Right off the bat I have to note this was meant to be an old-school reflection in the vein of the recent social media phenomenon of throwback Thursdays. Today is Friday. I kind of missed the boat on that one. That’s just how this week has been rolling. I recently discovered something in the blogosphere referred to as a daily prompt. You receive early on in the morning a phrase that you are supposed to write about. It can be any random topic. It is sort of like receiving a mission impossible suitcase. There is a bit of a grand thrill at being able to write about any topic on any given day. The other day, the daily prompt was Sweet Sixteen. Being that I had come across the prompt at 11pm, I missed the opportunity to write on said topic that day. Again, that’s how this week has been rolling. Despite missing that day’s writing opportunity, the phrase stayed with me running repeatedly in my head and so from my fingers I must let the sweet sixteen reflections drip down onto the keyboard.
The age of sixteen is a tumultuous time for any girl. It carries with it so much meaning and sets of responsibilities. For a Hispanic girl like myself from the South Bronx who was deeply ensconced in a private boarding school hundreds of miles away, turning sixteen was even more complicated.
In my neighborhood back in the Bronx, there was a new Hispanic group settling in. That of Dominicans. While I didn’t know much about the Dominican Republic, I “knew” this much about them: they loved Miami Vice fashion, they were boisterous and the girls celebrated something called a “Quinceañera”. It is something akin to a sweet sixteen but instead celebrates turning fifteen. I had no idea of the history of it but thought maybe it was related to the earlier menses onset you tend to see in Hispanic girls. Well, I didn’t think of it in such elegant terms. Either way, I knew I would not be having a quinceañera nor a sweet sixteen being that I was dirt poor and those shindigs can cost as much as a wedding. At that age, I already knew I would not be having a huge wedding (if one at all) when the time came. Thus for me, in the Bronx, holding a sweet sixteen meant holding a status of local privilege and being a little less broke than those around the neighborhood.
Ironically enough, while I was at boarding school, I don’t recall anyone having a sweet sixteen celebration. In the place where elites, old and new money alike, went to study there was no sweet sixteen party. Thus, everything I know about said celebrations I learned from television or the movie Sixteen Candles. John Hughes really provided me with grand insight into the lives of my fellow teens. Well, not so much the South Bronx ones but the overall American teenage landscape.

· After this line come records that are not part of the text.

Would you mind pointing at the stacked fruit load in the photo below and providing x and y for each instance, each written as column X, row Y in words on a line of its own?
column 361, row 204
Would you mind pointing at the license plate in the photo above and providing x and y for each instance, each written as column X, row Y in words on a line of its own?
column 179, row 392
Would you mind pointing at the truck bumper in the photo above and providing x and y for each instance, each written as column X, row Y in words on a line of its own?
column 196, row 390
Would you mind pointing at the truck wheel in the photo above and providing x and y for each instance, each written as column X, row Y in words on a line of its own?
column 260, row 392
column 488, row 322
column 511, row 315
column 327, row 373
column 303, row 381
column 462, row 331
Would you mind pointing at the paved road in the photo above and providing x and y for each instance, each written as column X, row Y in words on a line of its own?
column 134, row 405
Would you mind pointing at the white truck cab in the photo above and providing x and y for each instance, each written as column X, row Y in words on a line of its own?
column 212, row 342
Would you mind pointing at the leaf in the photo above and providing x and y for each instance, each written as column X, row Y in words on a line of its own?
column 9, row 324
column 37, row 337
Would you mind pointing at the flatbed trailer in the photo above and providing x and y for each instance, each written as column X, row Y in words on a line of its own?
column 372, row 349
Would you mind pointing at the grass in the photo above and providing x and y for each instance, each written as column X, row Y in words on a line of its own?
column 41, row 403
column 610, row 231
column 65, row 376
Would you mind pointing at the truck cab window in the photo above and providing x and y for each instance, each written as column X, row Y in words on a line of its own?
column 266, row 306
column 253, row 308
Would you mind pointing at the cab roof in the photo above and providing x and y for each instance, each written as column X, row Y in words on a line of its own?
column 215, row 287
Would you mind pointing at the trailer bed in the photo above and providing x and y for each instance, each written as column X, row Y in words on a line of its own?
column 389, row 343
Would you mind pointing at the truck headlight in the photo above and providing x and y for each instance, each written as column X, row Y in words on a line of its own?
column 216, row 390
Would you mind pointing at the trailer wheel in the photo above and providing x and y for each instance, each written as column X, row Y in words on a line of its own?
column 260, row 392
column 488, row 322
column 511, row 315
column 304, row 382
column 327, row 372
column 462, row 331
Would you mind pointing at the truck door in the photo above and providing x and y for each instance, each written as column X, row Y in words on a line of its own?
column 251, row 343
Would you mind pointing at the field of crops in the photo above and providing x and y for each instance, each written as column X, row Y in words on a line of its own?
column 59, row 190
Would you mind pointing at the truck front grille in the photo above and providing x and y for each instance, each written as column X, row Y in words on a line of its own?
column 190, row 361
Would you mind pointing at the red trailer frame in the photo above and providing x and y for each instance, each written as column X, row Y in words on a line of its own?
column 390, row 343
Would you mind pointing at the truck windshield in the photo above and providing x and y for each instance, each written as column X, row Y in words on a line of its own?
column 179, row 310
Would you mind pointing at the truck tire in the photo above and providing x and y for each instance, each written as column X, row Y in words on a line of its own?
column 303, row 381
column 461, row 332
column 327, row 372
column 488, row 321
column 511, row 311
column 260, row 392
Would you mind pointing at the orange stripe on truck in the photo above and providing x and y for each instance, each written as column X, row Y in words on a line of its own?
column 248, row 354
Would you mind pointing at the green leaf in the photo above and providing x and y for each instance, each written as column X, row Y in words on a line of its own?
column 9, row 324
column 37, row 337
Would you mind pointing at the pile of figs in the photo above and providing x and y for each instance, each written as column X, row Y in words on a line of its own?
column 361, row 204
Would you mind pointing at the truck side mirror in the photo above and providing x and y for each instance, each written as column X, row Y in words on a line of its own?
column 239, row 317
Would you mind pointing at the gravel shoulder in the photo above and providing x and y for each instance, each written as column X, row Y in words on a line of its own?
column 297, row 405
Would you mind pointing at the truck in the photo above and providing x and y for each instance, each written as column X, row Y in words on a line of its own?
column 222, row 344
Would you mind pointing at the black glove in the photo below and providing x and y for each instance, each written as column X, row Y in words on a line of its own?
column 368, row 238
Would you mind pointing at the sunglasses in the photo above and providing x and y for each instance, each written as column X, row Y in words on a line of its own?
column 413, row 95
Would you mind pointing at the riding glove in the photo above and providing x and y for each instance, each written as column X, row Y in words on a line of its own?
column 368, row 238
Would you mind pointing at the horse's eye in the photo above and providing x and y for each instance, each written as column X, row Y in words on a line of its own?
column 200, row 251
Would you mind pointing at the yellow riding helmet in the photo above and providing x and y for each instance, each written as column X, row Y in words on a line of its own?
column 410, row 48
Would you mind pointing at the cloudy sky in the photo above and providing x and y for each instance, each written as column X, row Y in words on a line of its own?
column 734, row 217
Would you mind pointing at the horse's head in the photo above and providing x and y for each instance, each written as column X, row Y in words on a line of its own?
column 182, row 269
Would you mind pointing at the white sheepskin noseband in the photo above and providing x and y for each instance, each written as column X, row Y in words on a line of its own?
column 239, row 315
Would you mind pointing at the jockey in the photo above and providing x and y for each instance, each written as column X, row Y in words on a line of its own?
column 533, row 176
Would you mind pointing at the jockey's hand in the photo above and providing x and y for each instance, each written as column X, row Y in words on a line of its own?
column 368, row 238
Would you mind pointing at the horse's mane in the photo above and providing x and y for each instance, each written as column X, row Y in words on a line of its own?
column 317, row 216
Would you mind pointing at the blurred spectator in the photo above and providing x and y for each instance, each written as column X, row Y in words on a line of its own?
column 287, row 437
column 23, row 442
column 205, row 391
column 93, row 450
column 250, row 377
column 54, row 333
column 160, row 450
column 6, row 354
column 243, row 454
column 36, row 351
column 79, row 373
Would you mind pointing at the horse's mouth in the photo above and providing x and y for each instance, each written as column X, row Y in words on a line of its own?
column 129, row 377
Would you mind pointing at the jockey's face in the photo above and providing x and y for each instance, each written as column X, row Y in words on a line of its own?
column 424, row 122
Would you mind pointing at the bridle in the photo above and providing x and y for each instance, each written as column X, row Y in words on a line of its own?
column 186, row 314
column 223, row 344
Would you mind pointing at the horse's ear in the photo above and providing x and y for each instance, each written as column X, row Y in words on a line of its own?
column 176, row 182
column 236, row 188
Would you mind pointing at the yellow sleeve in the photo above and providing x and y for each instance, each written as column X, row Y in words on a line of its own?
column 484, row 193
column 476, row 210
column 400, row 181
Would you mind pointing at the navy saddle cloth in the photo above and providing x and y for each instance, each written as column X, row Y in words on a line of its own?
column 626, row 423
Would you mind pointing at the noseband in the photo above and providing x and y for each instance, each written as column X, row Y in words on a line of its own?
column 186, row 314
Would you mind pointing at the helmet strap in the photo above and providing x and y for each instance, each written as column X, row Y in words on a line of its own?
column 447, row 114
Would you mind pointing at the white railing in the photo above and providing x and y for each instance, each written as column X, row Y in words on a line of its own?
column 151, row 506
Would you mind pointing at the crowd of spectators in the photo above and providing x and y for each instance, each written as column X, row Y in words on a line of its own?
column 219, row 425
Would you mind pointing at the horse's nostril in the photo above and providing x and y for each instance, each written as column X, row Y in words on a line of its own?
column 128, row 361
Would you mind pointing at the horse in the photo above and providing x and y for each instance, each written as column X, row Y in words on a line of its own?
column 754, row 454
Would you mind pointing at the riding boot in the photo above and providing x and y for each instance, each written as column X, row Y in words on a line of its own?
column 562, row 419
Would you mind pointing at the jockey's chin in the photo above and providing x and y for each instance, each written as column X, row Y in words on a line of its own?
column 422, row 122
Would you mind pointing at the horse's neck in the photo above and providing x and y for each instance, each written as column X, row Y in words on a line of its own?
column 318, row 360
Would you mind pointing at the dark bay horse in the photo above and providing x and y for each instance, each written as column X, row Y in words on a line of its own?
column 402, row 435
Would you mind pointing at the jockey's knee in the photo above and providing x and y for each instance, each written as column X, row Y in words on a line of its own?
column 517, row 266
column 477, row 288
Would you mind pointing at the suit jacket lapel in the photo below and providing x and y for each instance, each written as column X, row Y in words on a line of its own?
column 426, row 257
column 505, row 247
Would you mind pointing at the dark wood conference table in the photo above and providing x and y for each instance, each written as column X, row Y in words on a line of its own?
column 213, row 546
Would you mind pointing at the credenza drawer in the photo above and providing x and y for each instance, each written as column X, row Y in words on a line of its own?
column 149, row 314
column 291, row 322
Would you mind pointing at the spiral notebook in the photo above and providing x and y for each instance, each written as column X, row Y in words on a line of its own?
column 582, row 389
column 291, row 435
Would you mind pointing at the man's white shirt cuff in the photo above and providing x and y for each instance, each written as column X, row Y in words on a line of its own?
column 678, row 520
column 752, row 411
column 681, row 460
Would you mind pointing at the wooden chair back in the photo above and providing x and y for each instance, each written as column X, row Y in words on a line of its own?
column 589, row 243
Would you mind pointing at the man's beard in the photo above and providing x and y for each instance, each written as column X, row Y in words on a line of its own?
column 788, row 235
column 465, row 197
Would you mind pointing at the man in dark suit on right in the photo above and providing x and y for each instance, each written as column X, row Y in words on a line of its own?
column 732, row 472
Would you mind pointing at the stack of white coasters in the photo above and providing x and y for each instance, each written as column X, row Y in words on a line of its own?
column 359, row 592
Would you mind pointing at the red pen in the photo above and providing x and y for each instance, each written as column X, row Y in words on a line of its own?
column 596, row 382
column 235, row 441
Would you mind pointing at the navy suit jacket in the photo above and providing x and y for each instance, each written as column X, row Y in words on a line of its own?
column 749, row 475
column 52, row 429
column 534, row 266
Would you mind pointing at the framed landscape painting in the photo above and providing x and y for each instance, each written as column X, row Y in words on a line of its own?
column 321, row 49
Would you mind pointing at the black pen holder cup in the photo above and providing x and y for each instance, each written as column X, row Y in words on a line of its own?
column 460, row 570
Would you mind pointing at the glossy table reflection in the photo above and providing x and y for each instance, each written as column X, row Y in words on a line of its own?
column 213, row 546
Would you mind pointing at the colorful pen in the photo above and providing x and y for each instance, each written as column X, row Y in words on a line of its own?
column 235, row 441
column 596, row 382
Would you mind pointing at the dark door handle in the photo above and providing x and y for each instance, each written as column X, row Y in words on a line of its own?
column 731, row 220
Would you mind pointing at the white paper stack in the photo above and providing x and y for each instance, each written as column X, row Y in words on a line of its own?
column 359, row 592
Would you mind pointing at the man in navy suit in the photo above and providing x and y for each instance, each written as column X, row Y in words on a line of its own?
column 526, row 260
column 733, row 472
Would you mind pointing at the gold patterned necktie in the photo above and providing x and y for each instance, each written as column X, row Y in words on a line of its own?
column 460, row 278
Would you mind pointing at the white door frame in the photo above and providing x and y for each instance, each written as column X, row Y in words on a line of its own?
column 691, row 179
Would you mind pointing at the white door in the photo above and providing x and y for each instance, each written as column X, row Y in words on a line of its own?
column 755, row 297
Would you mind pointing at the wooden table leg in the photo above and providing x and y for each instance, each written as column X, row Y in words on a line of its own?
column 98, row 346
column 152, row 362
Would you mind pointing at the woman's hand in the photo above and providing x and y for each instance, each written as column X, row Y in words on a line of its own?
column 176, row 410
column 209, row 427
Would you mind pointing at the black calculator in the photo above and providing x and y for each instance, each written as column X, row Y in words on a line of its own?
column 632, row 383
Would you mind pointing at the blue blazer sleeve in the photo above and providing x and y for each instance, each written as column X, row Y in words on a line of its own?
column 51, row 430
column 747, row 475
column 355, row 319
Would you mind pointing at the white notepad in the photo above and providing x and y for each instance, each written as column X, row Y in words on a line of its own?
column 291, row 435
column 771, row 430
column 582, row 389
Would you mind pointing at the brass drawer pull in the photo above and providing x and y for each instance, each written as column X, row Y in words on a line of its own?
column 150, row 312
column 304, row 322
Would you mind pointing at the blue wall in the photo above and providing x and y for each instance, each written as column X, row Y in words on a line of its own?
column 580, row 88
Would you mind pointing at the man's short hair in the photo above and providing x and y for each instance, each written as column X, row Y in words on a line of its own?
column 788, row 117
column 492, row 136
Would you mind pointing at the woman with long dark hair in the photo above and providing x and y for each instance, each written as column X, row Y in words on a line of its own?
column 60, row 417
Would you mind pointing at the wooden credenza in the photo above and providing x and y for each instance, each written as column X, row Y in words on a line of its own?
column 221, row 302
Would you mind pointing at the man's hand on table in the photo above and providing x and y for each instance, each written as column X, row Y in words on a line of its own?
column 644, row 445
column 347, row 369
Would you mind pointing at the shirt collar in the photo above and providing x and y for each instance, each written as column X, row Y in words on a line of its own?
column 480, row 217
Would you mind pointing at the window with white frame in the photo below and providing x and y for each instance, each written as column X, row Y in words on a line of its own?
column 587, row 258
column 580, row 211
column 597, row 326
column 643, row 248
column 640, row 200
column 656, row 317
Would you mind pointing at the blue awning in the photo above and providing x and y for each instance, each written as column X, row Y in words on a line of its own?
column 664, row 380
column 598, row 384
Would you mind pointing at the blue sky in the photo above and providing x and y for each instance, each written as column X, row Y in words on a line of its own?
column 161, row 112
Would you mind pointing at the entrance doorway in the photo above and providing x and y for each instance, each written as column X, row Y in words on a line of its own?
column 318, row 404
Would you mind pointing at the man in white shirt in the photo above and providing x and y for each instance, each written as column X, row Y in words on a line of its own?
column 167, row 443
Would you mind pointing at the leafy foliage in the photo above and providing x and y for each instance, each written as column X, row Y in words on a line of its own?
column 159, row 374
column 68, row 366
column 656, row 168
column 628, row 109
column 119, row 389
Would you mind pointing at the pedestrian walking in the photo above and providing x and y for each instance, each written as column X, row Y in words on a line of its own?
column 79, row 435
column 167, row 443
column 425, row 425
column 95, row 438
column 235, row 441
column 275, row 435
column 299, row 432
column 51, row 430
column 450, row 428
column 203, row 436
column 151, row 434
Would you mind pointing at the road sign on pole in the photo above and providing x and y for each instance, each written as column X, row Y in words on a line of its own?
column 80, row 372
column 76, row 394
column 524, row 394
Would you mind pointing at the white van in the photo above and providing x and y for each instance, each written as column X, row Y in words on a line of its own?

When I turned sixteen, I was at school seemingly far, far away from home. I had just found out that I would be spending my senior year of high school in Barcelona, Spain. I was excited and I was scared wondering what I had gotten myself into. I was getting ready psychologically to embark on the grandest adventure of my life to that point. I was truly going to be far away from my family. Because of my family’s poverty there was no way that they would be able to come and see me while there. I was really going to be on my own. I was taking another step towards being a cultural broker, ambassador of sorts. I was about to learn who I truly was and how resilient I could be and would have to be. I was going to get an acute sense of what it meant to be an “other” and how it felt to be reminded of it every day and waking moment. I was about to be a Hispanic woman in Europe singing and relating to Sting’s “Englishman in New York“. The day I turned sixteen, I didn’t really celebrate it. I had exams to prepare for and take. I was getting all my school year aboard papers readied. My family was in the midst of moving out of the Bronx and I would never return to live there. That day, I got a cupcake, a goofy musical birthday card from my mother and a family phone call late in the day in which they all sang off-key. It was low-key and what I needed at the time.
My sweet sixteen was the calm before the storm.